A good time was had by all, as Ronald Reagan was wont to say in his diary after an event in the White House.  And indeed when one of the children at the party grew up to be a senior in high school, he said to me, “I will always remember that Halloween party.”  I would like to note that the next time my daughter had a party, she invited only two friends.  In a magazine she found a picture of a palm tree about two inches square, cut that out and taped it to the side of the house.  The three of them colored silently on the patio M. Ludovic had made for us.  A slightly different approach to giving a party.

UNDER A TREE

Despite the fact that the tramps (gentlemen) in Godot are poorly shod, apparently homeless wanderers, and continually stood up by Godot, you could say that the whole play is an outing.  We’re out of the house, out of the box, out of the usual confines of our thoughts.  There’s a breath of freedom even in these circumstances or maybe because of the circumstances.

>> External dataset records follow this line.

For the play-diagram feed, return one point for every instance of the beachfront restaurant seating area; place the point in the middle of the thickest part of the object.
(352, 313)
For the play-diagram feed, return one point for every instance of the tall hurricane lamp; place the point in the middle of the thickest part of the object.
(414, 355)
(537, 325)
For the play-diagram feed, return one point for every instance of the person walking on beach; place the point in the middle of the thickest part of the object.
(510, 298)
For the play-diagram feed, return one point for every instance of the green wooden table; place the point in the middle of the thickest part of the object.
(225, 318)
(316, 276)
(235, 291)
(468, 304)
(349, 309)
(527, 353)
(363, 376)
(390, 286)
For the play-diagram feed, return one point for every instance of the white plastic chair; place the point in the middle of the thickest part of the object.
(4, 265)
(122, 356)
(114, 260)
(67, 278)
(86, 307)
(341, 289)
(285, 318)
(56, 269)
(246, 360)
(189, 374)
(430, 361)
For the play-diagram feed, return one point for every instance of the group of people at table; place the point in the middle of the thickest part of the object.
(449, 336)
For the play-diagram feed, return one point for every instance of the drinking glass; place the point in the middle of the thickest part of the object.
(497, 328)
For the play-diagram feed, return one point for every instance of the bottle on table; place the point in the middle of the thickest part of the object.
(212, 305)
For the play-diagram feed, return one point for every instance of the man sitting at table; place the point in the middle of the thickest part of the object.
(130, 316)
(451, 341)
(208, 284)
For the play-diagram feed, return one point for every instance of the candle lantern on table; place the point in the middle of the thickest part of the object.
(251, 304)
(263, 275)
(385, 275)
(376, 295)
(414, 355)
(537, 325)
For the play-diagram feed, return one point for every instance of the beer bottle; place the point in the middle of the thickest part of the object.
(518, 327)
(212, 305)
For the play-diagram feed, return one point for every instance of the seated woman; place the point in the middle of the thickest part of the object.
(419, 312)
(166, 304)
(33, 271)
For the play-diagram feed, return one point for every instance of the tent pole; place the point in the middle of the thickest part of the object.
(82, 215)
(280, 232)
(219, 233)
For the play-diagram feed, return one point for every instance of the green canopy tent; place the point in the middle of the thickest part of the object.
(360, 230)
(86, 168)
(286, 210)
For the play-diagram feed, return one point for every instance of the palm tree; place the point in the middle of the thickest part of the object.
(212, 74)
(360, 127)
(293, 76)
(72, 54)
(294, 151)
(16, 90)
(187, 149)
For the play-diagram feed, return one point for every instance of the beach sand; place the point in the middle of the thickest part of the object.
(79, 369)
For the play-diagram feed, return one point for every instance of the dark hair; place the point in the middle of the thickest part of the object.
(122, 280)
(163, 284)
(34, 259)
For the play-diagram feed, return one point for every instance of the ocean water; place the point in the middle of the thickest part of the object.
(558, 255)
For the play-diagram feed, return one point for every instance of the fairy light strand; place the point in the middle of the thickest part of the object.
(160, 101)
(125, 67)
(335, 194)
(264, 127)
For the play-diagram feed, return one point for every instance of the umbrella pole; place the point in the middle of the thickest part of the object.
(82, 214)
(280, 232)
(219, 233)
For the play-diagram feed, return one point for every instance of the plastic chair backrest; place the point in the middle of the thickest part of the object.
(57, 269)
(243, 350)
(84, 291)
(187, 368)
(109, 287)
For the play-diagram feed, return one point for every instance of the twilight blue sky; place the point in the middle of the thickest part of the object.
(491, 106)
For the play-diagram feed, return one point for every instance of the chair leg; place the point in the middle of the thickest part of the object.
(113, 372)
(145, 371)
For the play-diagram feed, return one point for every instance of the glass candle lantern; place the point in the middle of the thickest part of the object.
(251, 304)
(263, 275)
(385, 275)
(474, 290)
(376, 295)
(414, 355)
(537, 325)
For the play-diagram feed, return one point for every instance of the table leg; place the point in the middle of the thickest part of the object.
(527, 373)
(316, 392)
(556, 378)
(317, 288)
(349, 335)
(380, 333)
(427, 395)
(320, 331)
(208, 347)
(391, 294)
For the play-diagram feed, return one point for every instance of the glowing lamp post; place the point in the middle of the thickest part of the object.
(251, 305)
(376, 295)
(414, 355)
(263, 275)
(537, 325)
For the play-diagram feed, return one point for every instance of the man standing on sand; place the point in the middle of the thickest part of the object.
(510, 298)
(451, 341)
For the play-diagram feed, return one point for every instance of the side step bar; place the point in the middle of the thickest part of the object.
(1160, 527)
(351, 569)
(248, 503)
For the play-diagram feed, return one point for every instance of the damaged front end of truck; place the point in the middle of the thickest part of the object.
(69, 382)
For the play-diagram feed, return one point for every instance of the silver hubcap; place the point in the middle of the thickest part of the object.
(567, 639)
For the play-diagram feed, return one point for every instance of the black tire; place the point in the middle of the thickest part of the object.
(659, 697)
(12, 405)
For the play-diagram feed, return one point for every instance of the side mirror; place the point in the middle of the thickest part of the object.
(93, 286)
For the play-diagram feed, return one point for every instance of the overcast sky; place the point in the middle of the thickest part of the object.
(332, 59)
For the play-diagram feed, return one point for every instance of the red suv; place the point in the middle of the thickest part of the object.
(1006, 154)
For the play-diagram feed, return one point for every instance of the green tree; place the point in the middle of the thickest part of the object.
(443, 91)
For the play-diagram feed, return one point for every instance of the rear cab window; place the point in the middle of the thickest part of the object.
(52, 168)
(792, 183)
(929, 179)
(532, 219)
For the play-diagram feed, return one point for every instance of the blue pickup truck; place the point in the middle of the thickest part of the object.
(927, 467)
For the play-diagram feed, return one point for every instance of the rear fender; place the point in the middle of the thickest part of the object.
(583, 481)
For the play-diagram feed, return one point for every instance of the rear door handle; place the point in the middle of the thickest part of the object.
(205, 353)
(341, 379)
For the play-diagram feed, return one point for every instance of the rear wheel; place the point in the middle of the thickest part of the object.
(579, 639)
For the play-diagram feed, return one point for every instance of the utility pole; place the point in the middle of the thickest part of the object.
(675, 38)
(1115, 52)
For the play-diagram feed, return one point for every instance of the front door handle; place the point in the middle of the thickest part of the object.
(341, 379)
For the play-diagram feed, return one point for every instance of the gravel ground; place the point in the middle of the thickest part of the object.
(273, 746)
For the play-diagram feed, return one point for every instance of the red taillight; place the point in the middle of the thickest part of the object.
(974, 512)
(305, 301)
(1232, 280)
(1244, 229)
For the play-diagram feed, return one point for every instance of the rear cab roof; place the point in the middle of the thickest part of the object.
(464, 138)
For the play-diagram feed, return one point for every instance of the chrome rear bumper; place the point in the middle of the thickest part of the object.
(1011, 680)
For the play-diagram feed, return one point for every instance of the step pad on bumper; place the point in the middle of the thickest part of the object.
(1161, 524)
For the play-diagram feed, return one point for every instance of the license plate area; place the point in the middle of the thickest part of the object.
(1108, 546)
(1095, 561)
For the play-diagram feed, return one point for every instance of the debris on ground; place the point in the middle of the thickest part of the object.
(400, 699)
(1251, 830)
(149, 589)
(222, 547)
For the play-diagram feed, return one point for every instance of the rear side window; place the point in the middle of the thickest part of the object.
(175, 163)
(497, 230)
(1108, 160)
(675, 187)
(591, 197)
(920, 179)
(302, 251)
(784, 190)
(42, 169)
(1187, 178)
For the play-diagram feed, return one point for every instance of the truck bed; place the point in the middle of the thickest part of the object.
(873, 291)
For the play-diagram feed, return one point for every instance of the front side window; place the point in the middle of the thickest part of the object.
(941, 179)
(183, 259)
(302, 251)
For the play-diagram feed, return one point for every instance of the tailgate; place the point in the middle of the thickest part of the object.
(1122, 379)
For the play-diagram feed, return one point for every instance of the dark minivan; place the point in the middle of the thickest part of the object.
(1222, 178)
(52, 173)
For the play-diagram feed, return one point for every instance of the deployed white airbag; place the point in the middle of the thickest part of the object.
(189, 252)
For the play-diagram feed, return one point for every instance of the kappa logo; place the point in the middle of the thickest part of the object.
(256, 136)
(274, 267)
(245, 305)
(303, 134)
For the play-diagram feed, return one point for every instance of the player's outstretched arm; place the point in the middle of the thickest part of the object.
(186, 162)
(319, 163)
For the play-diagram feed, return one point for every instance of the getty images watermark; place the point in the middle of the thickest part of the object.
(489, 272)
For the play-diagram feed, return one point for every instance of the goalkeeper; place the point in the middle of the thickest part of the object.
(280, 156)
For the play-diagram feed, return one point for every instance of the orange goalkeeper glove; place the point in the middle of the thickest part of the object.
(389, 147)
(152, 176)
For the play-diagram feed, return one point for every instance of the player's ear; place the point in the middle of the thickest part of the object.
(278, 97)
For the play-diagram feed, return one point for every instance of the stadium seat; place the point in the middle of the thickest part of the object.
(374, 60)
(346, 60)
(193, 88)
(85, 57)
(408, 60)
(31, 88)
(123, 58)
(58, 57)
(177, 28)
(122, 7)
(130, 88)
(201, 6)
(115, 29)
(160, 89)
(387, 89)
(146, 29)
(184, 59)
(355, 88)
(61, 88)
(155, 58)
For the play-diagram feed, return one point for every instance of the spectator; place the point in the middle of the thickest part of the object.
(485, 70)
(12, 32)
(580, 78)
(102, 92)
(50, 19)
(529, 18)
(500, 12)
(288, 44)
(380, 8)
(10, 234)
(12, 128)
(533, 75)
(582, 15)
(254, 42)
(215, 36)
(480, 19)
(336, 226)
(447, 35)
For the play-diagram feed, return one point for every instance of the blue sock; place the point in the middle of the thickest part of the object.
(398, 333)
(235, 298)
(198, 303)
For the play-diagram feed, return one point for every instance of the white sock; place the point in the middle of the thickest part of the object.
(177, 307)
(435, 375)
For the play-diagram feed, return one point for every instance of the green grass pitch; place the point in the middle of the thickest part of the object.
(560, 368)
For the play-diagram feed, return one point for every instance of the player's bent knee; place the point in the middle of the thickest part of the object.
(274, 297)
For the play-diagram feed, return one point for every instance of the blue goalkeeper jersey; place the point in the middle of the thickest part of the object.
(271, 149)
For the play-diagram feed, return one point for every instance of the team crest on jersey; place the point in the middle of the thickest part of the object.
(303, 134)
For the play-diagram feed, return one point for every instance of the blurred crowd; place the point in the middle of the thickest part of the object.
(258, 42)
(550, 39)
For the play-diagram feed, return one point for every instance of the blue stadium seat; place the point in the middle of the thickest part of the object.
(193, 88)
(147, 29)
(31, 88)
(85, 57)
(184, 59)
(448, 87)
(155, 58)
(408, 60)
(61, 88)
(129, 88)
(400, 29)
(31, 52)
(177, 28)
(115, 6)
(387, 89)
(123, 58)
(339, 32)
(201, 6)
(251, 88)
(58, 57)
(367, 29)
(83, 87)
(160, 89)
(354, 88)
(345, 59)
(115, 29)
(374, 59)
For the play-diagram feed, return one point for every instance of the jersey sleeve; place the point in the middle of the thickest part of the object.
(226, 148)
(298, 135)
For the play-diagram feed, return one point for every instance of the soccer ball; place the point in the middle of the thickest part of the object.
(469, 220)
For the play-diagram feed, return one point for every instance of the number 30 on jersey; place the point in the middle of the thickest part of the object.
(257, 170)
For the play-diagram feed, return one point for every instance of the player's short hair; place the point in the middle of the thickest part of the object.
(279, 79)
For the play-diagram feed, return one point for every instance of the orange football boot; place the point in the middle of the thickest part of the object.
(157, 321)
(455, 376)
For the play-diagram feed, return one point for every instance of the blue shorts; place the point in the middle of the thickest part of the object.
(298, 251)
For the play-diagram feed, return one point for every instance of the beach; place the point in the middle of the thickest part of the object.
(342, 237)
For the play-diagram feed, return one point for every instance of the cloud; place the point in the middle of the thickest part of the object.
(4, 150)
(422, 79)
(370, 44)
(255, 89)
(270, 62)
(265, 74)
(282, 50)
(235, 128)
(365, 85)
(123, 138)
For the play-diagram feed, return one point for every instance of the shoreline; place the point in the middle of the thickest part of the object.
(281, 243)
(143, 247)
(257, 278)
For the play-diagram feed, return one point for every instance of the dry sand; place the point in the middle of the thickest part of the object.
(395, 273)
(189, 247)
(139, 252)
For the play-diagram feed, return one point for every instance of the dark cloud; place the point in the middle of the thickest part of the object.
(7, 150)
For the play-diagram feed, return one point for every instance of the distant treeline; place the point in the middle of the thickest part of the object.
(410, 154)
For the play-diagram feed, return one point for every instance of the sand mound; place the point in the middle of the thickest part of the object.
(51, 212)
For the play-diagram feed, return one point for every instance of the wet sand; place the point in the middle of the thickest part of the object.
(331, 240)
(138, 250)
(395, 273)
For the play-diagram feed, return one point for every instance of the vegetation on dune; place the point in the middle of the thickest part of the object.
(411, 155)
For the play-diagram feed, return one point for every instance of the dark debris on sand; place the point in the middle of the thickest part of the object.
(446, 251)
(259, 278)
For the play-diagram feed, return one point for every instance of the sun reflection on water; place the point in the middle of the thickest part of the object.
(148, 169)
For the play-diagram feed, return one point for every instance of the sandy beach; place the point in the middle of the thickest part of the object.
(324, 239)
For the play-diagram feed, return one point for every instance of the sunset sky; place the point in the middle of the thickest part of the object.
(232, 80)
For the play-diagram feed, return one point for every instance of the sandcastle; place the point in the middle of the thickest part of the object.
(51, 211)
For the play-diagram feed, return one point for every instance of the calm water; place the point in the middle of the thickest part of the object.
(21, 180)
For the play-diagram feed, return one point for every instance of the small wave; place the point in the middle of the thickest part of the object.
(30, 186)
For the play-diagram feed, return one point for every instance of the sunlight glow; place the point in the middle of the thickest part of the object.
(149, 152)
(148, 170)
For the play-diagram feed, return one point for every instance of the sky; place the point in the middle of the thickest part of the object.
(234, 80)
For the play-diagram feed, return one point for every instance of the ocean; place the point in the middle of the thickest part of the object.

PANDEMIC OUTINGS = READING

Our outings are going to be more or less imaginary ones for the time being.

I just finished a book called 10 Minutes 38 Seconds in This Strange World, by Elif Shafak. Long-listed for the Booker Prize, it’s a delightful book about the value of friends, but with a strange premise.  A woman is murdered, but her consciousness remains for 10 minutes and 38 seconds.  “Four minutes after her heart had stopped beating, a fleeting memory surfaced in Leila’s mind, bringing with it the smell and taste of watermelon.” You see the victim’s delight in life, even after the fact.

In those ten minutes we are introduced to five friends, all of whom are misfits in Istanbul reminiscent of our tramps, and who suffer persecution for various reasons: their sexual identity, an unhappy marriage, physical stature—each a runaway to Istanbul for their own reason. The author is a strong feminist, alert to the circumstances that are difficult for women, while she celebrates the life they find themselves in, even life in death, if you will.  A very humane novel, (plus there’s a scene in the cemetery, something to get us in the mood for Halloween.)